Herald and Journal
Herald & Journal, December 28, 1998

In 1875, a grand prix it wasn't

By MYRON HEUER

The first-ever car race was earlier than one might think. It ran from Green Bay to Madison, Wis. in the late 1870s.

During 1998, Wisconsin newspapers have been printing stories in commemoration of the state's sesquicentennial, 150 years of statehood. I thought I'd wrap up this year with a story of the first-ever car race.

In the first half of the 19th century, after James Watt invented the steam engine in 1782, many people were searching for ways to use steam power. Engines were made to use for farm equipment and locomotives.

Many Wisconsin people produced various versions of steam buggies. In 1875, the Wisconsin State Legislature offered a $10,000 reward for a horseless carriage that could run for 200 miles under its own power, could run backwards, and could steer out of the road for other vehicles to pass. Two years later, the legislature set up the "race" to run from Green Bay to Madison.

Six cars were entered, but only two, the "Green Bay" and the "Oshkosh" ended up starting the race.

The Green Bay won the first leg, and seemed to be winning when the vehicles were tested in pulling loads of water-soaked lumber. A mechanical problem forced it to stop, though, and the Oshkosh finished first.

The race to Madison was continued the next day. The Green Bay machine was faster, able to operate at different speeds while the Oshkosh had only one.

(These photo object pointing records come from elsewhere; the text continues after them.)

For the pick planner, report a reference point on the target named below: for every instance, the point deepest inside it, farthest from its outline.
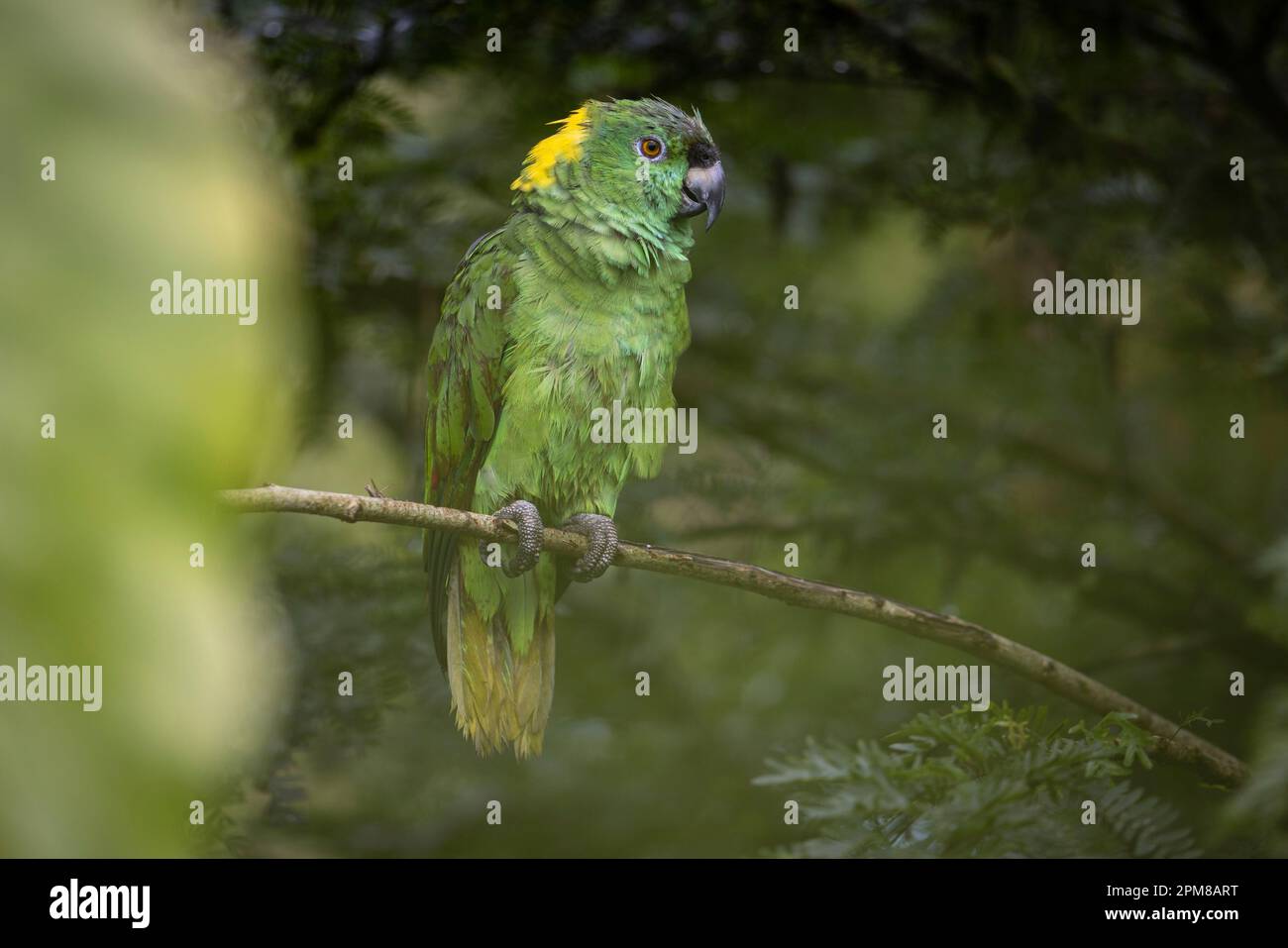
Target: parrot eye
(651, 149)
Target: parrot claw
(601, 535)
(526, 518)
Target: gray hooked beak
(703, 191)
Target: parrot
(575, 301)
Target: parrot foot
(523, 515)
(601, 533)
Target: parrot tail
(500, 694)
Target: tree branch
(1173, 741)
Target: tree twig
(1173, 741)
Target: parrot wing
(467, 377)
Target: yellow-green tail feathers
(501, 685)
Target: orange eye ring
(651, 149)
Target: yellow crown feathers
(539, 167)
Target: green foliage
(996, 784)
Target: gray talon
(600, 533)
(523, 515)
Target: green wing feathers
(492, 640)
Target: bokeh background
(814, 423)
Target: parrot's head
(636, 162)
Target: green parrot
(576, 301)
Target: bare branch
(1173, 741)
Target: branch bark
(1173, 741)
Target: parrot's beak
(703, 191)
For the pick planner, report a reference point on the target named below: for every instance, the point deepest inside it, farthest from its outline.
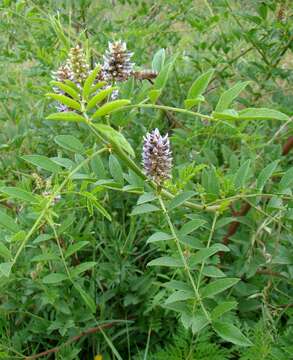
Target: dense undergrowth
(103, 254)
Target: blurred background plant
(114, 307)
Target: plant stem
(132, 165)
(208, 245)
(49, 202)
(169, 108)
(186, 267)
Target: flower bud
(157, 156)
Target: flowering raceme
(157, 156)
(117, 65)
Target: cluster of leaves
(95, 257)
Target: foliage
(95, 256)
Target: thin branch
(71, 340)
(288, 146)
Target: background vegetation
(73, 273)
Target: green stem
(169, 108)
(208, 245)
(132, 165)
(50, 200)
(186, 267)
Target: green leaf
(200, 84)
(189, 103)
(265, 174)
(286, 180)
(180, 199)
(179, 296)
(159, 60)
(102, 210)
(19, 193)
(87, 87)
(45, 257)
(198, 322)
(98, 86)
(205, 253)
(212, 271)
(82, 268)
(159, 236)
(70, 143)
(115, 138)
(5, 268)
(222, 308)
(161, 79)
(228, 114)
(73, 248)
(54, 278)
(262, 114)
(5, 252)
(228, 96)
(146, 197)
(67, 89)
(7, 222)
(64, 162)
(144, 208)
(242, 174)
(154, 94)
(210, 182)
(42, 162)
(98, 167)
(66, 101)
(218, 286)
(231, 333)
(66, 116)
(191, 226)
(177, 285)
(86, 298)
(116, 169)
(109, 107)
(100, 96)
(166, 261)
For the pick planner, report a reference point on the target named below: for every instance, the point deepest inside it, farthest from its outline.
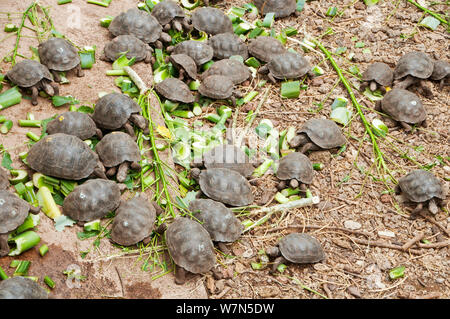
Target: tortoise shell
(420, 186)
(13, 211)
(190, 245)
(379, 72)
(78, 124)
(137, 22)
(92, 200)
(237, 71)
(134, 221)
(415, 63)
(58, 54)
(403, 105)
(228, 156)
(175, 90)
(323, 132)
(216, 87)
(264, 48)
(27, 73)
(211, 20)
(62, 156)
(281, 8)
(134, 47)
(217, 219)
(301, 248)
(296, 165)
(19, 287)
(226, 186)
(113, 110)
(228, 44)
(200, 52)
(116, 148)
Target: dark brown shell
(226, 186)
(281, 8)
(78, 124)
(228, 44)
(211, 20)
(296, 165)
(190, 245)
(134, 221)
(92, 200)
(237, 71)
(134, 47)
(301, 248)
(264, 48)
(138, 23)
(228, 156)
(21, 288)
(58, 54)
(379, 72)
(27, 73)
(217, 219)
(403, 105)
(113, 110)
(420, 186)
(175, 90)
(216, 87)
(324, 133)
(62, 156)
(13, 211)
(116, 148)
(199, 51)
(417, 64)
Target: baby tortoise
(13, 211)
(78, 124)
(404, 107)
(295, 168)
(59, 55)
(19, 287)
(377, 76)
(224, 185)
(228, 44)
(115, 111)
(287, 65)
(33, 75)
(423, 188)
(64, 156)
(118, 152)
(175, 90)
(92, 200)
(318, 134)
(237, 71)
(140, 24)
(128, 43)
(264, 48)
(190, 247)
(219, 87)
(211, 20)
(298, 248)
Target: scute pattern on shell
(295, 165)
(190, 245)
(420, 186)
(62, 156)
(116, 148)
(226, 186)
(217, 219)
(134, 221)
(301, 248)
(403, 105)
(58, 54)
(92, 200)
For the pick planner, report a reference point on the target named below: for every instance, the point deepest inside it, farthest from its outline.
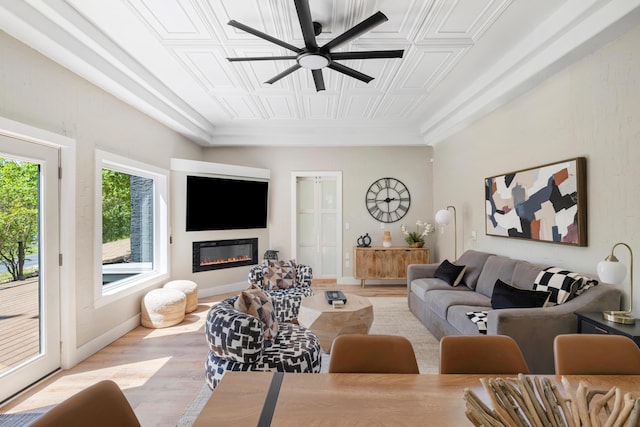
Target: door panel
(318, 223)
(30, 303)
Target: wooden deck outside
(19, 322)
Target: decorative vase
(386, 239)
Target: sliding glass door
(29, 264)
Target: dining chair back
(595, 354)
(100, 405)
(481, 354)
(358, 353)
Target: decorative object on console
(364, 241)
(314, 57)
(388, 200)
(444, 217)
(612, 271)
(415, 239)
(386, 239)
(546, 203)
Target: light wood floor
(159, 370)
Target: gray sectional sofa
(443, 308)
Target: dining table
(298, 399)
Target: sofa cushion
(450, 273)
(525, 274)
(474, 261)
(496, 267)
(439, 301)
(420, 287)
(506, 296)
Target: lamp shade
(612, 272)
(443, 217)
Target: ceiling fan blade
(306, 24)
(285, 73)
(318, 80)
(261, 58)
(350, 72)
(264, 36)
(368, 54)
(361, 28)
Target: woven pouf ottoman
(190, 289)
(162, 308)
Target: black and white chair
(286, 282)
(236, 343)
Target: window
(132, 224)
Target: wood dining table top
(361, 399)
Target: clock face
(388, 200)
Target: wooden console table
(386, 263)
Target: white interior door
(318, 217)
(29, 306)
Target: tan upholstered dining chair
(358, 353)
(595, 354)
(481, 354)
(100, 405)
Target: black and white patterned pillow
(480, 319)
(561, 283)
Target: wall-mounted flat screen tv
(225, 204)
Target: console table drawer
(386, 263)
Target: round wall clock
(388, 200)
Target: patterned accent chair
(236, 343)
(286, 302)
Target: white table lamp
(613, 271)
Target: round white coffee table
(317, 315)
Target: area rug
(19, 419)
(391, 316)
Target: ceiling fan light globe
(313, 61)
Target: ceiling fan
(314, 57)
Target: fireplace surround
(219, 254)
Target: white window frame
(160, 271)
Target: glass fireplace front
(218, 254)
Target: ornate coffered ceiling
(462, 59)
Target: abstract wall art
(546, 203)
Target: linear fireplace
(218, 254)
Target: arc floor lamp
(613, 271)
(444, 217)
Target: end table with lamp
(622, 322)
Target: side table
(594, 323)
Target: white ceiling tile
(171, 19)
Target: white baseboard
(224, 289)
(100, 342)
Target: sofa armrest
(534, 329)
(420, 271)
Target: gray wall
(360, 167)
(589, 109)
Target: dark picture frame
(546, 203)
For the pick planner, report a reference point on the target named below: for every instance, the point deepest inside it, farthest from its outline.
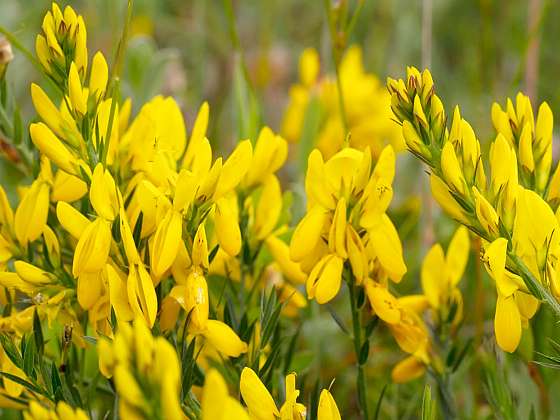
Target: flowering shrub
(145, 276)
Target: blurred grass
(184, 48)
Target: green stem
(336, 53)
(357, 337)
(534, 285)
(446, 402)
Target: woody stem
(357, 337)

When the Green Bay was about half way to Fond du Lac, several miles ahead of its competitor, it again suffered mechanical problems and had to stop. The Oshkosh wagon passed it and was almost to Fond du Lac when it to had to stop for repairs.

The next day the race continue from Fond du Lac. The Green Bay operators used the second-fastest speed, hoping to avoid another breakdown, and so the Oshkosh buggy took the early lead. It stopped about 15 miles from Madison and continued on the next day, winning the race at an average speed of six miles an hour. The Green Bay never finished.

It is assumed that the Oshkosh people got the $10,000 dollars from the legislature. I guess that even back then the legislature spent taxpayer money foolishly.


We now have one year to get the computers fixed so they won't revert back to 1900 on Jan. 1, 2000. Got a better idea. We messed up this century so bad, let's leave the computers be and try again for the 1900s. Maybe we'll do a better job this time.